Incontrate anche voi difficoltà nel reperire sul mercato le competenze adatte?

“Certamente è sempre più complicato trovare personale già formato. Notiamo in particolare la penuria di risorse con delle basi solide nella conoscenza generale della meccanica. La questione non riguarda tanto la capacità del singolo fresatore o tornitore, che è spesso elevata, quanto la mancanza di un approccio più ampio e consapevole rispetto ai problemi della lavorazione meccanica, che vanno al di là del singolo pezzo ma possono interessare l’intera filiera. Sono necessarie competenze larghe per risolvere in modo flessibile i diversi imprevisti che possono accadere. Sotto il profilo professionale qualcosa è cambiato rispetto ad anni fa”.

 

Quali le ragioni di questo cambiamento?

“È un processo che coinvolge tutti. Da un lato scuole e aziende non sono state in grado di formare e orientare adeguatamente le nuove generazioni.

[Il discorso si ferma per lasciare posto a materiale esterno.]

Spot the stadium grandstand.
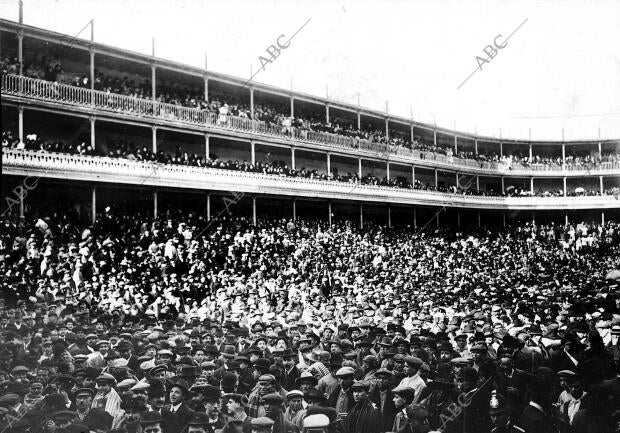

Ma dall’altro c’è un aspetto che io ritengo ancora più determinante: ovvero un certo declino della volontà di apprendere sul campo. Un tempo si sfruttava qualsiasi occasione per aumentare il proprio bagaglio tecnico, a partire dal ‘rubare’ i segreti del mestiere a chi ne sapeva più di noi. C’era più curiosità, desiderio di crescere e imparare. In una parola c’era più passione. Quello che davvero mi preoccupa è osservare questo minore coinvolgimento anche nelle giovani generazioni. Ma, ripeto, la responsabilità è di tutti. Le aziende sono meno pazienti e disposte a investire sul personale e ad attendere i tempi necessari per la crescita professionale e umana. Mentre il mondo della scuola continua ad avere un approccio troppo teorico sia nella formazione che nell’orientamento al lavoro. Sono convinto che serva informare di più e dare ai ragazzi gli strumenti per comprendere quali sono le opportunità professionali del proprio territorio, in modo anzitutto da non essere costretti a spostarsi per trovare un’occupazione. Dobbiamo mostrare agli studenti le eccellenze prodotte nei nostri territori, in modo da stimolare la loro passione e creatività. Ciò può essere decisivo per costruire il loro futuro, ma anche quello dell’industria italiana”.